The science of NZ supervolcanoes

*Watch the exclusive interview with Rutherford Medal-winner Professor Colin Wilson in the player above*

All eyes may be on Bali’s Mount Agung, as it rumbles ominously and threatens lives and livelihoods, but it’s the vast sleeping giants—the supervolcanoes—and the threat they pose that is the focus of research that has earned Victoria University of Wellington’s Professor Colin Wilson the Rutherford Medal, New Zealand’s top science prize, awarded by the Royal Society Te Apārangi.

A geologist from Victoria’s School of Geography, Environment and Earth Sciences, Professor Wilson has received the prestigious award for his development of advanced field and analytical techniques that have improved our knowledge of how supervolcanoes behave before and during eruptions.

“My job is to study the product of such eruptions … with a view to building up a picture of the hazards and impacts they might have. It’s really important to understand what makes these volcanoes tick,” he says.

Professor Wilson has worked on many of the world’s supervolcanoes, including Taupo in New Zealand, and Long Valley and Yellowstone in the United States, and has developed and applied field and laboratory analysis techniques to map out the volcanic processes from slumber to massive eruption.  
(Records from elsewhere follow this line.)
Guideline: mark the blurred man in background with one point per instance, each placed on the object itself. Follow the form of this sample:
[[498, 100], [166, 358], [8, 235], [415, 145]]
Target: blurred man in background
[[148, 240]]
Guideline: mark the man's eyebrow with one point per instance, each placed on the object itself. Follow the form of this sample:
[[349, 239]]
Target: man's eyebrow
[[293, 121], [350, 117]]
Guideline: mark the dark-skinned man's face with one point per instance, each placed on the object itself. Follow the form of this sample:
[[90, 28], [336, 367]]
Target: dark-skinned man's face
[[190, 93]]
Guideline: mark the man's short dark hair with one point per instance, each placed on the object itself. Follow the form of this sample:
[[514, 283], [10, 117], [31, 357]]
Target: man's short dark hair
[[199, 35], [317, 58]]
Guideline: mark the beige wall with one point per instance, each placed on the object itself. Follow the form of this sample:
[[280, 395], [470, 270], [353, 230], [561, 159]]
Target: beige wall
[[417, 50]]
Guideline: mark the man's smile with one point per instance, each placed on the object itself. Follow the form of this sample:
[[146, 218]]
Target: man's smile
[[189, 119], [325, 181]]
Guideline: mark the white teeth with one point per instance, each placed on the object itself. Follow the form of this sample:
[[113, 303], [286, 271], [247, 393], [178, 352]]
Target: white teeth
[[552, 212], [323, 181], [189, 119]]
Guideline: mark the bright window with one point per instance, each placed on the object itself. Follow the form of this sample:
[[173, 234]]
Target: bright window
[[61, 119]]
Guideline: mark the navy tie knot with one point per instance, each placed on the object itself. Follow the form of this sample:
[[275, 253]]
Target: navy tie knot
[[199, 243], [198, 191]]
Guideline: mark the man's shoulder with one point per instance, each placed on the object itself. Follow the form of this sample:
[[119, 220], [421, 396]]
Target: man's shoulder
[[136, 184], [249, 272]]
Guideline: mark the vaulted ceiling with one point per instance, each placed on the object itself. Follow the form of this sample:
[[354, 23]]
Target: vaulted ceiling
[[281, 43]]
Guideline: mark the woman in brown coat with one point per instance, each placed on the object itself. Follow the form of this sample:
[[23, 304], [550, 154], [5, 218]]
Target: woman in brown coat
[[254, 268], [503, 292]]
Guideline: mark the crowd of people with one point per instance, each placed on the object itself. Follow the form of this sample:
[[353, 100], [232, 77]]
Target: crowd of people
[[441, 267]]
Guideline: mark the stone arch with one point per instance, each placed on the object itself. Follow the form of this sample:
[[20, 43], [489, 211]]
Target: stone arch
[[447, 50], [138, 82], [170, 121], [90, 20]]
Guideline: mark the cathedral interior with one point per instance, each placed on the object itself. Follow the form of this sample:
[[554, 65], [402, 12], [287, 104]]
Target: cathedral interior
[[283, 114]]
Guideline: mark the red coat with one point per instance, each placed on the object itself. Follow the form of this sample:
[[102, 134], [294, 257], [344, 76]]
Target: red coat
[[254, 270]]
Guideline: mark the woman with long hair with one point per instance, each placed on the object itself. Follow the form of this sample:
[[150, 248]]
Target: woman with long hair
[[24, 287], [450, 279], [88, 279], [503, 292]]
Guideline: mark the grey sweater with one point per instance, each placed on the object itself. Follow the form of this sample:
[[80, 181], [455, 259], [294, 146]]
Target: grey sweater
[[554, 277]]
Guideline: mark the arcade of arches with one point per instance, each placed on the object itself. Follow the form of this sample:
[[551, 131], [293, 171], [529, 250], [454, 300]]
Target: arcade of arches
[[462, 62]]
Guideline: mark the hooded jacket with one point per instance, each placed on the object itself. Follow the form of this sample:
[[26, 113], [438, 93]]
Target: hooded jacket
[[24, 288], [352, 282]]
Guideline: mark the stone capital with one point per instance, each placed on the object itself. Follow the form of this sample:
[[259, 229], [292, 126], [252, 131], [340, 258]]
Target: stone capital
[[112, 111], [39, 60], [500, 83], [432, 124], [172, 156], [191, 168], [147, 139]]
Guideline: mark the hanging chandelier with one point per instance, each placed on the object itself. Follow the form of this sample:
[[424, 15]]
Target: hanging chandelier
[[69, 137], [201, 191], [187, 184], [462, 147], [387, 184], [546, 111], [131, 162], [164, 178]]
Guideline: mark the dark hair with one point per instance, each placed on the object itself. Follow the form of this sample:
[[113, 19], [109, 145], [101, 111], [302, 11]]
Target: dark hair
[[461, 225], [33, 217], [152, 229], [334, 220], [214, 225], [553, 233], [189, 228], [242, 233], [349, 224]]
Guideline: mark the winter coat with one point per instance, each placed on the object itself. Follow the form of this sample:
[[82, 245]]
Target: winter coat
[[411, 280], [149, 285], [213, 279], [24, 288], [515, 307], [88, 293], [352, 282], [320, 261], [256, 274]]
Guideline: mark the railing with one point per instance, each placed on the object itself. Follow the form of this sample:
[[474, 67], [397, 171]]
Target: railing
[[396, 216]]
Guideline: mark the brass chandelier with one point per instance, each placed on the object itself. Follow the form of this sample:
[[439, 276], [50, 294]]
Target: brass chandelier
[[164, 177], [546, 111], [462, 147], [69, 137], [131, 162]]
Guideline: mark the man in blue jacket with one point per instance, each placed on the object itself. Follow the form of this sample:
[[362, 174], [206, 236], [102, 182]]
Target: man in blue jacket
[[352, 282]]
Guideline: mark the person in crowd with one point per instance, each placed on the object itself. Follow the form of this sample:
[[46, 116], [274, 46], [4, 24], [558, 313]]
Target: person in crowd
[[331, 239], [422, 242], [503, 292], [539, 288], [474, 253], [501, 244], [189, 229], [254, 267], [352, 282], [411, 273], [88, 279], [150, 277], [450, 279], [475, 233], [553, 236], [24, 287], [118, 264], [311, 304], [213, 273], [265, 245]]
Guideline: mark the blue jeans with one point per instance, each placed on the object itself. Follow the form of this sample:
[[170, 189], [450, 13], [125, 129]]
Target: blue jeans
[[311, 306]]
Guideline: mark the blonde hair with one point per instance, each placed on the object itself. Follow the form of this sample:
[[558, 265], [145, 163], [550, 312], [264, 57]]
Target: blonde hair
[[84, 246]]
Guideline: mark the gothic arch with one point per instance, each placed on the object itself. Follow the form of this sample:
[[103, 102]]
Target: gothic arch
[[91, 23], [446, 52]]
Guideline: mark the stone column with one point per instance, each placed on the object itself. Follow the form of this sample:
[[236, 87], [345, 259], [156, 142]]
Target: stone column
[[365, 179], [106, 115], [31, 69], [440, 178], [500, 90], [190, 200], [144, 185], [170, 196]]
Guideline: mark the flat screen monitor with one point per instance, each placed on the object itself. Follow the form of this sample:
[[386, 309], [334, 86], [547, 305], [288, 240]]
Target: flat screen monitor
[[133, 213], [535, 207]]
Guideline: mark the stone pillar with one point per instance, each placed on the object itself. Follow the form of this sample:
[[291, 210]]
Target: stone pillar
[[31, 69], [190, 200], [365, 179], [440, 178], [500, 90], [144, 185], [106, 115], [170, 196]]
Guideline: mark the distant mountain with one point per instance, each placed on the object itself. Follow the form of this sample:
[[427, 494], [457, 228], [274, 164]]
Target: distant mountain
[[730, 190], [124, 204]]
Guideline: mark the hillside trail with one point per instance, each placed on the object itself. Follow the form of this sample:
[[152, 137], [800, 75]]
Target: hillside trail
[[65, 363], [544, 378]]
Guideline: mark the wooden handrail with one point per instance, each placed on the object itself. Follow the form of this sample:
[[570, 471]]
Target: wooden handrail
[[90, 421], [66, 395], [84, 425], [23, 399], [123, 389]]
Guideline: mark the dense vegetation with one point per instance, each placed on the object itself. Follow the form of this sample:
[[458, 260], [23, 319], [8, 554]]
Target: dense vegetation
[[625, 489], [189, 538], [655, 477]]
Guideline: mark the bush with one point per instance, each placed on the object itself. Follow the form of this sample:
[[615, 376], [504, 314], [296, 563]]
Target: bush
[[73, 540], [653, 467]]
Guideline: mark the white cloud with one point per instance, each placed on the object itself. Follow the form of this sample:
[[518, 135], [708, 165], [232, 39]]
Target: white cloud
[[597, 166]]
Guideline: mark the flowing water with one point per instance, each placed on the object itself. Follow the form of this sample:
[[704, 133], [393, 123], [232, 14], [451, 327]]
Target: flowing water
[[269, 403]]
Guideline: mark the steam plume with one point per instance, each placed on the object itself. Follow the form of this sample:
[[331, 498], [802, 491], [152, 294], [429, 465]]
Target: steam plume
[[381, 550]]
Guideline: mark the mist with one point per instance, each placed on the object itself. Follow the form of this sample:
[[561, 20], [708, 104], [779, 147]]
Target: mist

“Very big volcanic eruptions could lead to devastating global consequences, with regard to climate; this is in addition to the damage that would occur near the volcano itself. For example, with the 25,000-year-old Oruanui eruption at Taupo, all house roofs between the Bombay Hills and Christchurch would probably be brought down, and around 15,000 square kilometres of the central North Island would be unrecognisable,” he says.

The Rutherford Medal includes $100,000 prize money and acknowledges a lifetime of significant scholarly research and the promotion of this knowledge to the benefit of New Zealand society. For Professor Wilson, this includes applying his knowledge of the volcanoes in the central North Island to improving understanding and use of geothermal resources and determining volcanic geohazards in New Zealand (including work toward developing a national volcanic hazard model in collaboration with GNS Science and other universities).

“It’s an enormous honour to receive the Rutherford Medal … it inspires me to use this award to help others realise that you can do world-class scientific research in this country, and there’s so much more exciting geology and things to be discovered out there.”

Two other prominent academics from Victoria University have also been recognised at the Royal Society Research Honours ceremony for their work.

Professor Peter Tyler from Victoria’s Ferrier Research Institute was awarded the 2017 MacDiarmid Medal for his work on revolutionary drug design technology that targets the enzymes of many diseases, including cancer, gout, psoriasis, malaria and Alzheimer’s disease. 

The 2017 Humanities Aronui Medal was awarded to Emeritus Professor Laurie Bauer from Victoria’s School of Linguistics and Applied Language Studies for his innovative research in descriptive linguistics—in particular, his influential work into the way words are constructed. He is considered a leading authority on compound words and has also carried out research on the grammar and accent of New Zealand English.